N'oublions pas que les monuments du moyen âge ne sont pas construits comme les monuments de l'antiquité romaine, dont la structure procède par résistances passives, opposées à des forces actives. Dans les constructions du moyen âge, tout membre agit. Si la voûte pousse, l'arc-boutant ou le contre-fort contre-butent. Si un sommier s'écrase, il ne suffit pas de l'étayer verticalement, il faut prévenir les poussées diverses qui agissent sur lui en sens inverse. Si un arc se déforme, il ne suffit point de le cintrer, car il sert de butée à d'autres arcs qui ont une action oblique. Si vous enlevez un poids quelconque sur une pile, ce poids a une action de pression à laquelle il faut suppléer. En un mot, vous n'avez pas à maintenir des forces inertes agissant seulement dans le sens vertical, mais des forces qui toutes agissent en sens opposé, pour établir un équilibre; tout enlèvement d'une partie tend donc à déranger cet équilibre. Si ces problèmes posés au restaurateur déroutent et embarrassent à chaque instant le constructeur qui n'a pas fait une appréciation exacte de ces conditions d'équilibre, ils deviennent un stimulant pour celui qui connaît bien l'édifice à réparer. C'est une guerre, une suite de manoeuvres qu'il faut modifier chaque jour par une observation constante des effets qui peuvent se produire. Nous avons vu, par exemple, des tours, des clochers établis sur quatre points d'appui, porter les charges, par suite de reprises en sous-oeuvre, tantôt sur un point, tantôt sur un autre, et dont l'axe changeait son point de projection horizontale de quelques centimètres en vingt-quatre heures.

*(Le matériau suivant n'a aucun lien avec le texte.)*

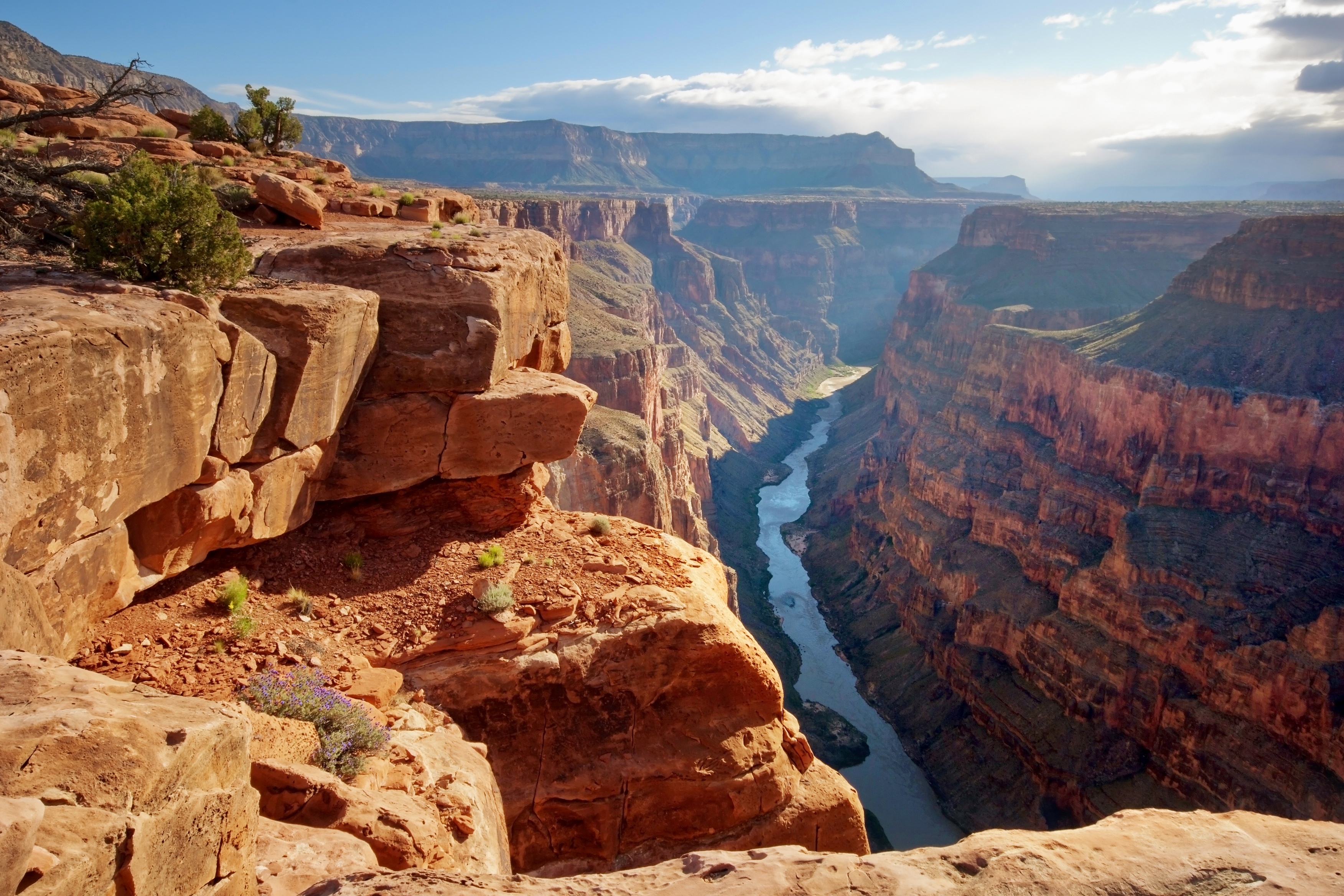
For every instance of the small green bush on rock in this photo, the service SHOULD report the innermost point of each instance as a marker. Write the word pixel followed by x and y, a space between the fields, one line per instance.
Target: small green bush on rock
pixel 495 600
pixel 162 224
pixel 208 124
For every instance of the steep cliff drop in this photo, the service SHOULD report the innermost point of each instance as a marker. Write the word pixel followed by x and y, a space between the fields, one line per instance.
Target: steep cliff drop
pixel 1099 569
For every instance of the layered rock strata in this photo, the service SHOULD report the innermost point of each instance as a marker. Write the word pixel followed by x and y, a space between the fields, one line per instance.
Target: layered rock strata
pixel 1117 547
pixel 1146 853
pixel 834 267
pixel 132 791
pixel 146 429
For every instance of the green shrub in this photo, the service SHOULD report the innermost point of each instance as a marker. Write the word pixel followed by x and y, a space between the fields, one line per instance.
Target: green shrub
pixel 162 224
pixel 492 557
pixel 210 176
pixel 208 124
pixel 233 596
pixel 233 197
pixel 495 600
pixel 347 736
pixel 300 600
pixel 244 626
pixel 354 561
pixel 92 178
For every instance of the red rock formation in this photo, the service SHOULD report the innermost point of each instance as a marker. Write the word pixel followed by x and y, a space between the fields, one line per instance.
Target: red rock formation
pixel 1100 539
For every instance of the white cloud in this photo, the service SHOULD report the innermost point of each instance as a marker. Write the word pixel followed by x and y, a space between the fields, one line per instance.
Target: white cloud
pixel 808 56
pixel 1225 110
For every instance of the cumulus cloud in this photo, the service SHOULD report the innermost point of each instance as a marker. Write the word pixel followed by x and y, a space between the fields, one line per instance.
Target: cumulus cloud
pixel 1250 102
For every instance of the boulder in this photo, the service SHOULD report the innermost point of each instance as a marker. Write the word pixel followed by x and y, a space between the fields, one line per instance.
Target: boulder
pixel 323 340
pixel 376 685
pixel 167 148
pixel 453 315
pixel 402 831
pixel 218 150
pixel 107 405
pixel 140 788
pixel 389 444
pixel 293 199
pixel 23 618
pixel 19 823
pixel 526 417
pixel 249 387
pixel 293 858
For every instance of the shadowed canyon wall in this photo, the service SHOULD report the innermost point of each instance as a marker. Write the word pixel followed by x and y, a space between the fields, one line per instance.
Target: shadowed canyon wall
pixel 1100 567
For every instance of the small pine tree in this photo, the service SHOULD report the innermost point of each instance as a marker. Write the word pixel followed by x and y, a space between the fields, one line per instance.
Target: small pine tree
pixel 162 224
pixel 208 124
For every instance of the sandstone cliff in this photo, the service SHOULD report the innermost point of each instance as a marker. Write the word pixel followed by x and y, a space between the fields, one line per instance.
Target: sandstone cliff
pixel 1115 546
pixel 1143 853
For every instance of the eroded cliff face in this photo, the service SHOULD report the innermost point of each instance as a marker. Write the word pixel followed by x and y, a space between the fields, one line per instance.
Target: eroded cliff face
pixel 1122 562
pixel 670 334
pixel 837 268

Ce sont là de ces effets dont l'architecte expérimenté se joue, mais à la condition d'avoir toujours dix moyens pour un de prévenir un accident; à la condition d'inspirer assez de confiance aux ouvriers, pour que des paniques ne puissent vous enlever les moyens de parer à chaque événement, sans délais, sans tâtonnements, sans manifester des craintes. L'architecte, dans ces cas difficiles qui se présentent souvent pendant les restaurations, doit avoir tout prévu, jusqu'aux effets les plus inattendus, et doit avoir en réserve, sans hâte et sans trouble, les moyens d'en prévenir les conséquences désastreuses. Disons que dans ces sortes de travaux les ouvriers, qui chez nous comprennent fort bien les manoeuvres qu'on leur ordonne, montrent autant de confiance et de dévouement lorsqu'ils ont éprouvé la prévoyance et le sang-froid du chef, qu'ils montrent de défiance lorsqu'ils aperçoivent l'apparence d'un trouble dans les ordres donnés.